Well, having played with a real linux distro on the NSLU2 for a while, I’ve reverted it to the stock firmware. It’s now nothing smarter than a disk-sharing box. Sure, it was cute being able to do these interesting things with it, but after a while you realise that you never actually ssh into it, and mt-daapd, which was the real reason I wanted the ability to install software on it, eats all the CPU, takes about an hour to start up with all the music on the drive, and almost 10 minutes to connect to, so I never use it. Let’s just revert to something I trust.
I was feeling a lack of toys, so I’ve acquired an NSLU2. This is a cute little (_really_ little) box that will plug into your external (USB2) harddisks and samba share them across an ethernet. Very nifty.

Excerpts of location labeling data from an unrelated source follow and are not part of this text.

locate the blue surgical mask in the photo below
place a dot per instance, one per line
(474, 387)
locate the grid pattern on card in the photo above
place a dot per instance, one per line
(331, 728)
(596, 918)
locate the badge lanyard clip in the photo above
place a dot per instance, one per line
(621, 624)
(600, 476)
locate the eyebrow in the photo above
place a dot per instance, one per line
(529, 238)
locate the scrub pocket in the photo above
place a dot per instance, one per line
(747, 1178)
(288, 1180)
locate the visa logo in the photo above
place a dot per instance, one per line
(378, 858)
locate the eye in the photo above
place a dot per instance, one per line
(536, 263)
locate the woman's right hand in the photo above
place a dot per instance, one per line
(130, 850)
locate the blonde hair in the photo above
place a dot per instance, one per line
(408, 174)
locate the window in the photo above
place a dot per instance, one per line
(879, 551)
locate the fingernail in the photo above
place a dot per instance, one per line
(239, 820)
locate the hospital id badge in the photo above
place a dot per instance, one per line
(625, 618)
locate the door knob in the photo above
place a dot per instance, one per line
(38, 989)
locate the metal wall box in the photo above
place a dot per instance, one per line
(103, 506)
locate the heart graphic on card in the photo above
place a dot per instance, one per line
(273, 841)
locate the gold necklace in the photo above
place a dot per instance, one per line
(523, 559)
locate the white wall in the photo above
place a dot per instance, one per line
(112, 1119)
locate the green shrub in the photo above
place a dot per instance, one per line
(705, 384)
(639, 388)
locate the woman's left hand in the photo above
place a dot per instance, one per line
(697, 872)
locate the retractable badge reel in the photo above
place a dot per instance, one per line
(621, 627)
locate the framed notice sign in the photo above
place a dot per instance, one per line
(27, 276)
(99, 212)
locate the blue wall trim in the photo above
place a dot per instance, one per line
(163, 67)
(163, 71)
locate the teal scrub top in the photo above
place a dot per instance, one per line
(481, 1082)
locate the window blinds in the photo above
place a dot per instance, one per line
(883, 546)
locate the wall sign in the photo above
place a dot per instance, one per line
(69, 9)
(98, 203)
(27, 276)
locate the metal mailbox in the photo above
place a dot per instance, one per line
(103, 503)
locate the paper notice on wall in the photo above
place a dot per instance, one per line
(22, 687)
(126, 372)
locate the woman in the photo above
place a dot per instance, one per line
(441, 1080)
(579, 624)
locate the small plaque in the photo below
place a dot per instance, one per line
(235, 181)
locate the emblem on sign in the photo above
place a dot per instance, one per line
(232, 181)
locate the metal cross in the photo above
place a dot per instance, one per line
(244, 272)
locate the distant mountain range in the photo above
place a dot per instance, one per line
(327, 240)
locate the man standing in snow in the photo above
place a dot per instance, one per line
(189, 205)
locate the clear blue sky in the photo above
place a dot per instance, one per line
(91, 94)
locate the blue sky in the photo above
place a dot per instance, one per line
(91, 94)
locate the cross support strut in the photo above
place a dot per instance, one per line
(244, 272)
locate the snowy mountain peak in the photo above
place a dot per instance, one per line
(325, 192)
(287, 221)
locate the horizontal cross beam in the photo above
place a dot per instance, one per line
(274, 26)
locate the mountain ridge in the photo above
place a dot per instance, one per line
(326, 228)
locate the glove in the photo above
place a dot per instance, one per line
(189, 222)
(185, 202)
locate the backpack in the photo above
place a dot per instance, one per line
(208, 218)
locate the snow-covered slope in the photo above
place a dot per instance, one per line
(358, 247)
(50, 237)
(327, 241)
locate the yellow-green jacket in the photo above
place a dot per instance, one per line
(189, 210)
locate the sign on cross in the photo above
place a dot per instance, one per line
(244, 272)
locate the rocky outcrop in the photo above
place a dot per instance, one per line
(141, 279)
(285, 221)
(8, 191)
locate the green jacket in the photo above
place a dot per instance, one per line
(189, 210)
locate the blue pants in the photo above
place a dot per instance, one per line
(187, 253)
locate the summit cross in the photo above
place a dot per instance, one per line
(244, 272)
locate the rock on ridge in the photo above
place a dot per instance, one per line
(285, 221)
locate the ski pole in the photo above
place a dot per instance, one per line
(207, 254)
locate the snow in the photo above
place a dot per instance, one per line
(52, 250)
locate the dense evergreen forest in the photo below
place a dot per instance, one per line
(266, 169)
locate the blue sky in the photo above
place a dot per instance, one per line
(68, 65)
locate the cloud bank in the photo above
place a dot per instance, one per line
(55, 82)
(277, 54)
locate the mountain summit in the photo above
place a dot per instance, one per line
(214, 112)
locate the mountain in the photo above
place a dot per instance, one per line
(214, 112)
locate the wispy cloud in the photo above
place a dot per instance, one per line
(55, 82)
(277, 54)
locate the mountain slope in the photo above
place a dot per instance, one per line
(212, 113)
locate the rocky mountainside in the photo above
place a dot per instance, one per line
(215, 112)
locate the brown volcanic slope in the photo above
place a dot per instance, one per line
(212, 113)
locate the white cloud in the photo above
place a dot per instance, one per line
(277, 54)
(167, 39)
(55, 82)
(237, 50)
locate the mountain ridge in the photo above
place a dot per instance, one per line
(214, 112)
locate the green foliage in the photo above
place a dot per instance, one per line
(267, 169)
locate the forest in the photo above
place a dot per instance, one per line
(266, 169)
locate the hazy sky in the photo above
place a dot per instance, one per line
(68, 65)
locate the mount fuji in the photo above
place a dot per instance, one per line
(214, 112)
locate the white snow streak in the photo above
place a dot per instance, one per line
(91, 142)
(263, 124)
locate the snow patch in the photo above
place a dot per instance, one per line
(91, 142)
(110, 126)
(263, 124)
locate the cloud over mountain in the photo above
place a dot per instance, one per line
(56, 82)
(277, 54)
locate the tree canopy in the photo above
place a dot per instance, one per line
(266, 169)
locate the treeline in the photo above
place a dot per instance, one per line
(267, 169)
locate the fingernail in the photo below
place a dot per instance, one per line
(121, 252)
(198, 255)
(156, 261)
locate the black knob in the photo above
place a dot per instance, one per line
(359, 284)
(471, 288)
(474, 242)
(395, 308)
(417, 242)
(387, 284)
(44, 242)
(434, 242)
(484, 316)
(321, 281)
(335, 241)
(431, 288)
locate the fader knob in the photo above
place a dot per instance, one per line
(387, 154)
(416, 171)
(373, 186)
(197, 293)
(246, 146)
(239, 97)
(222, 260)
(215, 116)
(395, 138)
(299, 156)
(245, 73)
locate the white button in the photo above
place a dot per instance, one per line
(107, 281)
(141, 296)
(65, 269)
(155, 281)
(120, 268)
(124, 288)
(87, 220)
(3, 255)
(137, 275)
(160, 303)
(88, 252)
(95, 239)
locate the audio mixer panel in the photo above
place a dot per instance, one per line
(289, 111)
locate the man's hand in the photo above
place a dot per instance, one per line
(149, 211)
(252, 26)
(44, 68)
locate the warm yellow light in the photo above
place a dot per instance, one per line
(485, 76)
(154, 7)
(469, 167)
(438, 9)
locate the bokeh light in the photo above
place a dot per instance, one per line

For the most part, setting this stuff up was trivially easy, the only thing that annoyed me was that the box wants to format the drive ext3, so I have to do the juggling dance with a spare external drive and pour data from one to the other repeatedly, and now I’m sitting here watching 220 gigs of data move over the (100 meg) ethernet link, which is dull and slow.
Of course, out-of-the-box toys are never fun enough, and indeed, this thing runs linux and has now been hacked / upgraded / whatever, so I can ssh into it and cron rsyncs of the data to another computer, and it runs mt-daapd so the mp3 collection on it is automatically shared across the network, etc, etc. The important thing to do now is to not mess with it so much that I break it. That would be bad.